Strange Things Are Afoot in Area X

Annihilation (Southern Reach, #1)I have never read anything quite like Jeff Vandermeer’s Annihilation, the first book in the Southern Reach Trilogy.

A psychologist, a linguist, an anthropologist, a surveyor, and a biologist all walk into a bar. Okay, not a bar, but a place called Area X, beyond the border of civilization, where thirty years before, something bad happened. Okay, scrap the linguist, because she never even actually makes an appearance. So.

Let’s start over: A psychologist, an anthropologist, a surveyor, and a biologist–all women, by the way–walk into Area X, a place beyond the border of civilization, where thirty years before, a bad thing (or bad things) happened. Area X is completely uninhabited by humans (um, kinda), occupied only by flora and fauna. What signs of human life remain are being slowly reclaimed by nature (or something resembling nature), with the exceptions of a lighthouse and a 60-foot cement circular platform that the the expedition stumbles across on their fourth day.

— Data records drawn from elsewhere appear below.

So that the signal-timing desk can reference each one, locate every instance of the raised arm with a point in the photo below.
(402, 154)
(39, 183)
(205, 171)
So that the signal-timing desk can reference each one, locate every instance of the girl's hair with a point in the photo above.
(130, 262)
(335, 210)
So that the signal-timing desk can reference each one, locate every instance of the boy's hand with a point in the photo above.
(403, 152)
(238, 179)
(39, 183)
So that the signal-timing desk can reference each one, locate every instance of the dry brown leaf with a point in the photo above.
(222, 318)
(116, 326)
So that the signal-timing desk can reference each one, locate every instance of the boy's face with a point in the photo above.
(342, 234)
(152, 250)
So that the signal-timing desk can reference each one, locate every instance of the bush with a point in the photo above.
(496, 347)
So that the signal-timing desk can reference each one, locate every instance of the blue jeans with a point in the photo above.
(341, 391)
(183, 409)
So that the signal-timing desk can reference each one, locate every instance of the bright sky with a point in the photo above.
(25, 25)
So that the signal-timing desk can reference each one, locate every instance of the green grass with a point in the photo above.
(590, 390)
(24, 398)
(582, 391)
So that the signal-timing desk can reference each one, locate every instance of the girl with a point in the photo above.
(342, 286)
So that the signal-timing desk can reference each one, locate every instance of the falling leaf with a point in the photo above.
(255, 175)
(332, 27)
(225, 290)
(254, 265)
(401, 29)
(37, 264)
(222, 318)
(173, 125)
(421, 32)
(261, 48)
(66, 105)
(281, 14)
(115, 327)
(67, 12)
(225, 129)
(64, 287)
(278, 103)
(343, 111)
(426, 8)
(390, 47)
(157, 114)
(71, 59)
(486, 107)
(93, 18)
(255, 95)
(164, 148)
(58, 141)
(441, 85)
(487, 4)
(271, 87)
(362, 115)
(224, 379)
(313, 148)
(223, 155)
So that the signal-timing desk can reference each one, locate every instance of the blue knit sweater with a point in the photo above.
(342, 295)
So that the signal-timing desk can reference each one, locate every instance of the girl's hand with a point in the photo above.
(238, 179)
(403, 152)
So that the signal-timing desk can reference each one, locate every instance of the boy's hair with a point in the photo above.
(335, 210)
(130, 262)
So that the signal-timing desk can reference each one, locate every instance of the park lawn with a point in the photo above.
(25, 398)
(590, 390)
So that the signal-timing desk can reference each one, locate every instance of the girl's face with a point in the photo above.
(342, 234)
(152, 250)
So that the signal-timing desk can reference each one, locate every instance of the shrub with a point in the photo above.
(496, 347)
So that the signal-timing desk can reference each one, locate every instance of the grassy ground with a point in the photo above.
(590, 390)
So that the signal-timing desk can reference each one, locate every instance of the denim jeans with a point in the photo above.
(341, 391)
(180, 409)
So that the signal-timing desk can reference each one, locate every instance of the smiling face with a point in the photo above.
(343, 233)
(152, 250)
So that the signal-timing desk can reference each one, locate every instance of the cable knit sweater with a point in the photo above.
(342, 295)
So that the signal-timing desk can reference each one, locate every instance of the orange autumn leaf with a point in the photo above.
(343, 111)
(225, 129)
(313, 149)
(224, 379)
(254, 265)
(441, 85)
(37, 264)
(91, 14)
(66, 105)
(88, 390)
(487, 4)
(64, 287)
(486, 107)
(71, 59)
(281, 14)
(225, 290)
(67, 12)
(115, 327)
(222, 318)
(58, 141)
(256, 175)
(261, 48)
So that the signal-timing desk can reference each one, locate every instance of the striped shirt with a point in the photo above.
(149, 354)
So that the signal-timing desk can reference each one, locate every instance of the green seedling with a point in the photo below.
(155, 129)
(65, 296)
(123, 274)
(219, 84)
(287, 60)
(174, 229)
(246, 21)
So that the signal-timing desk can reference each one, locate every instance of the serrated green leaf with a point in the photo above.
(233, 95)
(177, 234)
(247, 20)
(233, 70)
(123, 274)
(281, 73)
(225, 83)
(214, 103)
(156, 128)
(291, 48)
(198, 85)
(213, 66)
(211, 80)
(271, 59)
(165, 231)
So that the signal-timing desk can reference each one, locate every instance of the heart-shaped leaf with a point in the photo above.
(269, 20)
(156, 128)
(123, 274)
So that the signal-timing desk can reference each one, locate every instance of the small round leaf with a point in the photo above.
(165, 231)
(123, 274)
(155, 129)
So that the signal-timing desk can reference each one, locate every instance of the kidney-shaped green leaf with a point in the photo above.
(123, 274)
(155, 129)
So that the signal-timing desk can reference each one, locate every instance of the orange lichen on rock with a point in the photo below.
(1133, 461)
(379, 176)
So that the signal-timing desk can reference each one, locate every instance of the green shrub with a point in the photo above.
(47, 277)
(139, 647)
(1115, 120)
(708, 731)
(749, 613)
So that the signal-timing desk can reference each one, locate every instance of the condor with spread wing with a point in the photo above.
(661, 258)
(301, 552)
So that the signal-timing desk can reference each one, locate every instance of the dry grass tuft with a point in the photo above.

I should also add that at dusk and on through the night, there’s a mysterious moaning that seems to come from….everywhere.

At the north edge of the platform, there are stairs leading down into darkness. The psychologist, the anthropologist, and the surveyor call this place “the tunnel.” The biologist, who also happens to be the first-person narrator of this account, calls it “the tower”:

At first, I only saw it as a tower. I don’t know why the word tower came to me, given that it tunneled into the ground. I could as easily have considered it a bunker or a submerged building.

Their expedition, sponsored by the Southern Reach (also known as Control), is the twelfth expedition into Area X. The first three were such failures (more bad things: “We knew that the members of the second expedition to Area X had committed suicide by gunshot and members of the third had shot each other.”) that for a time the expeditions were abandoned altogether. But Control has a need to understand what is happening in Area X, as the border is slowly encroaching on civilization. All of the expeditions continue to be failures of a sort, with members dying, drifting off, or returning home without warning only to die of disease not long after.

Or so we’re being told. For the biologist is almost completely unreliable, which we begin to understand right from the beginning:

The reasons I had volunteered were very separate from my qualifications for the expedition. I believe I qualified because I specialized in transitional environments, and this particular location transitioned several times, meaning it was home to a complexity of ecosystems.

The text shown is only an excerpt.